Thus at the end of the process what we get is a system that stores metrics about historical data on disk for each metric series configured for predictive monitoring, re-evaluating those metrics as the data ages off. These metrics are loaded and used to calculate bounds for values in the metric series using user-configured parameters.

Opportunities for enhancement

First, there are a few things that seem a bit odd about this system.

  1. Evaling files to load.
    • I don't remember ever seeing this before now, and I am actually a bit surprised it works.
    • Since this is just a basic python dictionary, using something like JSON would be more expected. A more fancy system could use mmap'd files.
    • I am curious about the relative overhead of this solution vs json.
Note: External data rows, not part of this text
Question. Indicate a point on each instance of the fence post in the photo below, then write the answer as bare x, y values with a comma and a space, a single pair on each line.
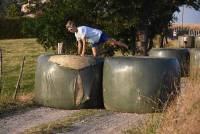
1, 70
19, 79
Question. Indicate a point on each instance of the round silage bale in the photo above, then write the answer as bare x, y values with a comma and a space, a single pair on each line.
189, 39
197, 42
182, 54
195, 63
139, 84
69, 82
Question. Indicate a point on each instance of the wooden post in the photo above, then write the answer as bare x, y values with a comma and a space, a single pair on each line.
1, 70
19, 79
60, 48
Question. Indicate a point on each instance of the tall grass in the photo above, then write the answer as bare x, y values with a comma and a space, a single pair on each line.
183, 117
13, 52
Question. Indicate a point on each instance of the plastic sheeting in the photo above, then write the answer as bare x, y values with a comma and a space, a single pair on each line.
195, 63
139, 84
77, 83
182, 54
190, 41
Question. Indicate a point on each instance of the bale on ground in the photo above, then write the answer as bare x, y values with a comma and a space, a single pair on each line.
139, 84
182, 54
69, 82
195, 63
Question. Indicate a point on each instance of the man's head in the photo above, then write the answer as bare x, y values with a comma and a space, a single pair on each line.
71, 27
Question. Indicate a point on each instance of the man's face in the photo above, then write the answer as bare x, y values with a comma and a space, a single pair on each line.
72, 29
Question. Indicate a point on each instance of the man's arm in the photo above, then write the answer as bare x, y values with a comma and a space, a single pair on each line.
84, 46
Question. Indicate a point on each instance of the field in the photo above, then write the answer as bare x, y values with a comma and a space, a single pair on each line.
181, 116
13, 52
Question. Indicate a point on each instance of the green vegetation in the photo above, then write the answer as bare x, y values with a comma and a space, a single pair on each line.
120, 19
13, 52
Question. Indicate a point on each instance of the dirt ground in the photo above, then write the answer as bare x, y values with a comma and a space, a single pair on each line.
112, 123
108, 122
31, 117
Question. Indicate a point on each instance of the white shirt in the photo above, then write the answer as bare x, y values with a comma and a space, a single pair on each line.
92, 35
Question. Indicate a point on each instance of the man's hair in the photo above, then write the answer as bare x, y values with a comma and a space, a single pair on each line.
69, 24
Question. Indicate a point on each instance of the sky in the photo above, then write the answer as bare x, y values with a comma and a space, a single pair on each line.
190, 15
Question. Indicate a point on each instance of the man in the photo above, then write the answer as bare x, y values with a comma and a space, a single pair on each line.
94, 37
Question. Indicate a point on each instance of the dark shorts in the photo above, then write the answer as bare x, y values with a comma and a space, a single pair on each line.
103, 38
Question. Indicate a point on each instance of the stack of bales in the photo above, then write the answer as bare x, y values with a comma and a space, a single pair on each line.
130, 84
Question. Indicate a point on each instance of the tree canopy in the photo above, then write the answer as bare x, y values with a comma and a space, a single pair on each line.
119, 18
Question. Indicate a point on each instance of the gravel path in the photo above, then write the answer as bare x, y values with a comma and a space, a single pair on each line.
113, 123
31, 117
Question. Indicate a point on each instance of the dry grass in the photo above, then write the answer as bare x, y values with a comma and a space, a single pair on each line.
8, 105
186, 26
13, 52
184, 115
181, 117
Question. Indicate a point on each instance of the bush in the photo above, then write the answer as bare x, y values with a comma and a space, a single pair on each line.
15, 27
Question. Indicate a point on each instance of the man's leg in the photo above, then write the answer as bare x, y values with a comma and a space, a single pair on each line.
94, 51
79, 48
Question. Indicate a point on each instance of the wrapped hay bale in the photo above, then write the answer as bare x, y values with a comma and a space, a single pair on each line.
186, 41
182, 55
69, 82
139, 84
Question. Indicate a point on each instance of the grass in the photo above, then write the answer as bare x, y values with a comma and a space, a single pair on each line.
13, 52
182, 116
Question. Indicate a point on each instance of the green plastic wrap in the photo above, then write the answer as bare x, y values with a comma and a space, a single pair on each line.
182, 54
195, 63
190, 41
139, 84
69, 82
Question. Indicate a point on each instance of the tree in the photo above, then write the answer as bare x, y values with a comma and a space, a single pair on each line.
119, 18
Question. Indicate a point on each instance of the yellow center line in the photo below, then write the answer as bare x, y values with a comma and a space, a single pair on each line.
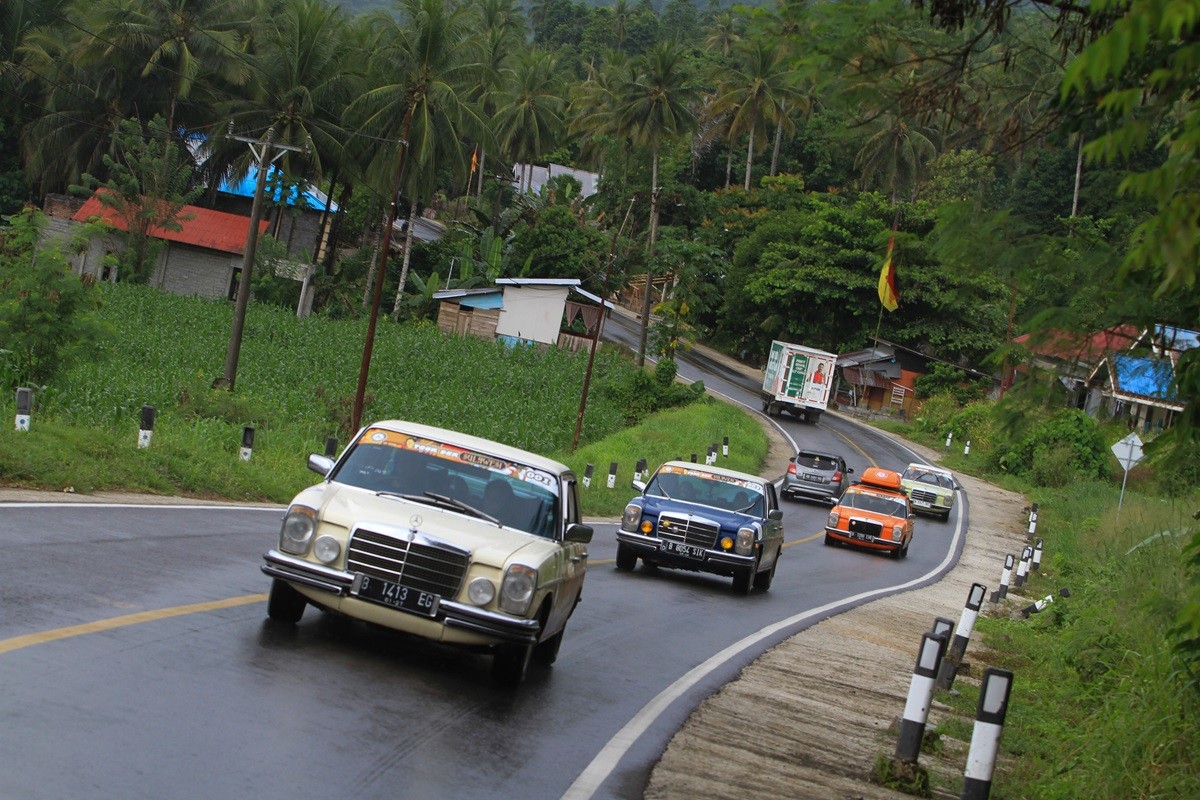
30, 639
Lightweight compression may even make sense if the loading is IO dominated (but I would think loading is mostly CPU bound because of the need to parse data on load).
  2. All data must be loaded for a single prediction to be computed.
    • Breaking the prediction storage up into smaller pieces would mean that the system would have to load much smaller files.
    • For example, if data is stored in per-hour slices, we would need to load only ~0.6% (= 1/(24*7)) of the data needed for wday calculations.
    • This would mean more IO when data is recomputed, and more small files to manage, but it seems like this would be worthwhile for a read-mostly system.
  3. Predictions are done for 1 data point at a time.
    • Batching seems like it would make sense, esp. since once the data is loaded predictions are very fast to calculate.
  4. No tests.
    • I don't see any test code for this fairly complex series of operations in the CheckMK code base.
    • The code would be fairly hard to test well because the functions are not very granular (mix IO, business logic, failure checks, etc).
    • Breaking these giant functions into smaller well-named pieces would make the code easier to understand and easier to test.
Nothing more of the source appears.